彼はこの異様な光景を見ながら、苦笑いを浮かべ、思ていた。これは民主主義の末期症状だな、と。
カルデニアの戦力は、エデンⅣにある軍隊と分裂したことで、再編成されていた。約40隻の艦艇を1個艦隊とし、2つの艦隊が組織されていた。
女性司令官のカミラ・ロペス中将が指揮する第1艦隊は、旧第1艦隊をベースに、惑星防衛部隊の一部を吸収して編成されている。

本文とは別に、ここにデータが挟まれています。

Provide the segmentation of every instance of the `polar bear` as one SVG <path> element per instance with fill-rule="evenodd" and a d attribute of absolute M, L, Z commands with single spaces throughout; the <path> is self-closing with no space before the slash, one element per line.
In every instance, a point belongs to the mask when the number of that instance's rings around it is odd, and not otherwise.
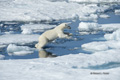
<path fill-rule="evenodd" d="M 64 29 L 71 29 L 68 26 L 69 23 L 62 23 L 54 29 L 48 30 L 40 35 L 39 42 L 35 45 L 38 50 L 41 50 L 48 42 L 55 40 L 56 38 L 70 39 L 72 33 L 64 33 Z"/>

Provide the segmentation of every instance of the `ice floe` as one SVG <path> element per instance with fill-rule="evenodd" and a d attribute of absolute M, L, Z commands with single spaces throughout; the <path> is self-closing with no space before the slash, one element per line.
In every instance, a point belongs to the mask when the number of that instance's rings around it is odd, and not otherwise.
<path fill-rule="evenodd" d="M 38 38 L 39 38 L 38 34 L 31 34 L 31 35 L 6 34 L 0 36 L 0 44 L 8 45 L 13 43 L 13 44 L 25 45 L 38 41 Z"/>
<path fill-rule="evenodd" d="M 116 30 L 112 34 L 105 34 L 104 37 L 105 37 L 106 40 L 120 41 L 120 29 Z"/>
<path fill-rule="evenodd" d="M 107 5 L 97 6 L 97 4 L 68 3 L 67 1 L 53 3 L 48 0 L 44 2 L 41 0 L 8 0 L 1 1 L 0 21 L 51 22 L 52 20 L 74 19 L 73 14 L 77 14 L 80 20 L 95 21 L 98 16 L 94 13 L 109 8 L 110 6 Z"/>
<path fill-rule="evenodd" d="M 119 10 L 115 10 L 115 14 L 120 15 L 120 9 Z"/>
<path fill-rule="evenodd" d="M 25 24 L 21 26 L 22 34 L 32 34 L 43 32 L 46 29 L 54 28 L 56 25 L 48 25 L 48 24 Z"/>
<path fill-rule="evenodd" d="M 109 16 L 109 15 L 106 15 L 106 14 L 101 14 L 99 17 L 100 17 L 100 18 L 109 18 L 110 16 Z"/>
<path fill-rule="evenodd" d="M 98 30 L 100 25 L 98 23 L 93 22 L 80 22 L 78 29 L 79 31 L 94 31 Z"/>
<path fill-rule="evenodd" d="M 32 54 L 34 51 L 27 46 L 17 46 L 15 44 L 9 44 L 7 47 L 8 55 L 24 56 Z"/>
<path fill-rule="evenodd" d="M 106 51 L 109 49 L 120 49 L 120 41 L 99 41 L 99 42 L 90 42 L 83 44 L 81 46 L 86 51 Z"/>
<path fill-rule="evenodd" d="M 4 59 L 4 58 L 5 58 L 5 56 L 0 54 L 0 60 Z"/>

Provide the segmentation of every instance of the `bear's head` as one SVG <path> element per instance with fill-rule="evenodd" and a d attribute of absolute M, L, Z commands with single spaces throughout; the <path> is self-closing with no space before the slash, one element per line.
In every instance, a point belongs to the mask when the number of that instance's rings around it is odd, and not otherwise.
<path fill-rule="evenodd" d="M 58 27 L 56 28 L 59 28 L 61 30 L 64 30 L 64 29 L 71 29 L 71 27 L 69 26 L 70 23 L 62 23 L 60 25 L 58 25 Z"/>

司令官であるカミラ・ロペスは、30代で中将まで昇進した初の女性士官として、国内で絶大な人気を誇っている。また、エデンⅣの第2独立任務艦隊参謀長カール・シュナイダー大佐とは、たった半年間ではあるが夫婦関係だった時期があるが、それを知る者は少ない。
イヴァン・ペトロス中将が指揮する第2艦隊は、旧第2艦隊と旧第3艦隊の混合部隊で再編されている。
司令官のペトロスは50代の物静かな軍人で、派手さは無いが堅実な艦隊運用に定評がある司令官である。
そして、それらを統率する宇宙艦隊総司令官にマルコム・グラント大将が就任していた。60代の叩き上げの軍人で、40年以上王国軍を支えてきた男である。
グラント大将は宇宙艦隊総旗艦の司令室で、メインディスプレイに2つの艦隊を投影し、静かに命令を下した。
「第1艦隊、第2艦隊、両艦隊に通達する。我々は今から惑星ハイデルの宙域を離脱し、ラマーン艦隊の迎撃に向かう。全艦艇の発進準備を急がせろ!」
大将の命令が、カルデニアの全宇宙艦隊に響き渡った。第1艦隊と第2艦隊は、ハイデルの宇宙軍基地を出撃し、ラマーン艦隊を迎え撃つ宙域へと進行を開始した。艦隊のエンジンが唸り、徐々に加速していく。
こうして、カルデニアの運命を決める戦いの火蓋が切られようとしていた。
カルデニア艦隊約80席。対するラマーン艦隊は約100隻。そして、エデンⅣにいる戦力約40隻。近年稀にみる戦力のぶつかり合いであった。